Training DeepSeek V3 on 24× A100s — Part 1: Infrastructure, Containers, and Reproducibility
How I stood up a 3-node A100 cluster, containerized LLaMA-Factory, and tamed the orchestration risks that derail multi-node training before it even starts.
I trained DeepSeek V3 (671B MoE) with LoRA adapters across three nodes (24× A100 80GB) and learned more about infrastructure than I bargained for. This post covers the practical side: the cluster layout, Docker-based reproducibility, and the small-but-critical choices (like picking the right rendezvous port) that let the rest of the system work.
Hardware and topology
- 3 nodes, each with 8× NVIDIA A100-SXM4-80GB
- Oracle Linux–flavored kernels and NVSwitch backplanes
- Shared NFS available at
/nfs
for models and datasets, but I avoided writing checkpoints there during training (details in Part 5)
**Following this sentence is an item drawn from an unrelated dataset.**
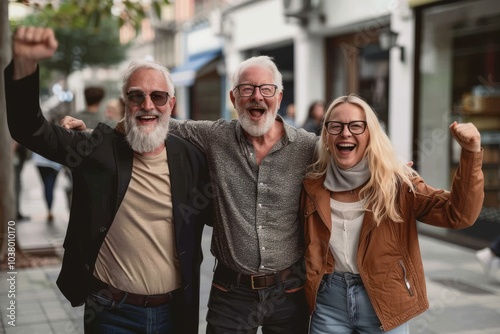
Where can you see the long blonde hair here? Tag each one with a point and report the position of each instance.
(387, 172)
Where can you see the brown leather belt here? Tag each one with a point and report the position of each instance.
(253, 281)
(119, 296)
Sanity checks I ran on each node:
nvidia-smi -L
lspci | grep -i nvidia
I kept GPU enumeration consistent with:
export CUDA_DEVICE_ORDER=PCI_BUS_ID
Without that, multi-node rank mapping can drift and overlap on the same PCI devices. More on the root cause and fix in Part 4.
Why I containerized everything
I started bare-metal and hit dependency drift immediately: NCCL, CUDA, and PyTorch versions varied by node, and TensorBoard missing on one node could crash training. Containerizing LLaMA-Factory eliminated the drift and made bring-up repeatable per-node.
I used the upstream image:
docker run -d \
--name llamafactory \
--network host \
--gpus all \
--ipc host \
--shm-size=16g \
-v /nfs:/nfs \
-v /home/ubuntu/LLaMA-Factory:/app \
-v /home/ubuntu:/host_home \
--workdir /app \
hiyouga/llamafactory:latest \
sleep infinity
Mounts I cared about:
/app
: my LLaMA-Factory repo/nfs
: big, shared, read-mostly (models, datasets)/host_home
: node-local fast storage for logs and checkpoints
I validated the container could read and write where I needed it to:
docker exec -i llamafactory bash -lc 'test -d /app/src && echo app:OK'
docker exec -i llamafactory bash -lc 'echo ok > /host_home/_container_write_test && ls -l /host_home/_container_write_test'
The rendezvous port that actually worked
Torch distributed needs a rendezvous TCP port accessible to all nodes. I tried a few and consistently ended up back at 39500
. I opened it at the instance firewalls and within the container network namespace via --network host
to avoid NAT/publishing complexity. If the port hung after a crash, I cleared it before relaunching:
# On each node
sudo netstat -tulnp | grep :39500 || true
sudo fuser -k 39500/tcp 2>/dev/null || true
Head and workers: a disciplined launch sequence
I automated node prep and launches over SSH. A representative sequence looked like this (trimmed for clarity):
# Per node prep (create container, mount volumes, basic health checks)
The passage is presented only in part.